Multiple alignment of the KAP family NTPases. The secondary structure predicted by the PHD program is displayed above the alignment, where E designates a β-strand and H designates α-helix. The helix and strand numbering is given for the secondary structural elements of the conserved P-loop fold. The 80% consensus coloring reflects the following amino acid classes: h (hydrophobic residues: ACFILMVWY), a (aromatic residues: FHWY), and l (aliphatic residues: VIL) are shaded yellow; b (big residues: LIYERFQKMW) are shaded gray; p (polar residues: CDEHKNQRST), - (acidic residues: DE), + (basic residues: HKR) and c (charged residues:HRKDE) are colored magenta; o (alcohol-group-containing residues: ST) are colored blue; s (small: GASCVDNPT) and u (tiny: GAS) residues are colored green. The protein identifiers in the alignment include the name of the protein/gene, species abbreviation and the GenBank gi separated by underscores. The groups discussed in the text are indicated to the right in the last block of the alignment. The asterisk next to the rat sequence indicates a Kidins paralog with a potentially inactive NTPase domain. Species abbreviations are as follows: Atu: Agrobacterium tumefaciens, Ana: Anabaena sp pcc 7120, Ce: Caenorhabditis elegans, Cpe: Clostridium perfringens, Cgl: Corynebacterium glutamicum, Ceff: Corynebacterium efficiens, Dr: Deinococcus radiodurans, Dm: Drosophila melanogaster, Ec: Escherichia coli, Plaf: F plasmid, Gsu: Geobacter sulfurreducens, Hs: Homo sapiens, Kpne: Klebsiella pneumoniae, Lme: Leuconostoc mesenteroides, Mcsp: Magnetococcus sp mc-1, Mde: Microbulbifer degradans, Npu: Nostoc punctiforme, Pput: Pseudomonas putida, Pfl: Pseudomonas fluorescens, Psy: Pseudomonas syringae, Rme: Ralstonia metallidurans, Rn: Rattus norvegicus, Step: Staphylococcus epidermidis, Ssp: Synechocystis sp, Tm: Thermotoga maritima, Vpar: Vibrio parahaemolyticus, Vvul: Vibrio vulnificus.

Figure 2

Predicted topology of the KAP P-loop NTPases and comparison with other P-loop NTPases. The core conserved strands that are shared by all ASCE division NTPases are numbered 1-5, and X indicates additional strands that are observed only in certain NTPases.

Figure 3

Phylogenetic tree and domain architectures of KAP NTPases. Proteins are denoted by their gene names and species abbreviations. Plasmid-borne genes are denoted by red asterisks, and phage genes are denoted by a red +; the eukaryotic branches are colored green. Species abbreviations are as in Figure 1. Filled yellow circles indicate nodes with bootstrap support of greater than 75% in the full maximum-likelihood analysis. The bootstrap values obtained through different methods (Full maximum likelihood, Rell bootstrap with Protml/Rell BP, Puzzle bootstrap/Puzzle-B, Neighbor Joining, Minimum evolution) are specifically shown for the clade that includes animal and bacterial proteins. In the schematics of protein and gene structure, conserved operons are shown as boxed arrow, and transmembrane regions inserted into the KAP domain are shown in blue.

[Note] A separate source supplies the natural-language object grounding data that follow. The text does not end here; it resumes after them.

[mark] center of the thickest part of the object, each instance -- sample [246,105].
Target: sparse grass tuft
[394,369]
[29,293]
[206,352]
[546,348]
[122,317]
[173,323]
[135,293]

DRC0009-C and PifA-C refer to carboxy-terminal globular regions shared by the DRC0009-C and PifA subfamily KAP ATPases. Note that CPE1287 and Lmes0002 do not have the PifA-C domain.

Figure 4

Multiple alignment of the YobI family NTPases. The coloring scheme and labeling conventions are as in Figure 1. Species abbreviations are as follows: Bs: Bacillus subtilis, Bat: Bacteroides thetaiotaomicron, Cpe: Clostridium perfringens, Smu: Streptococcus mutans.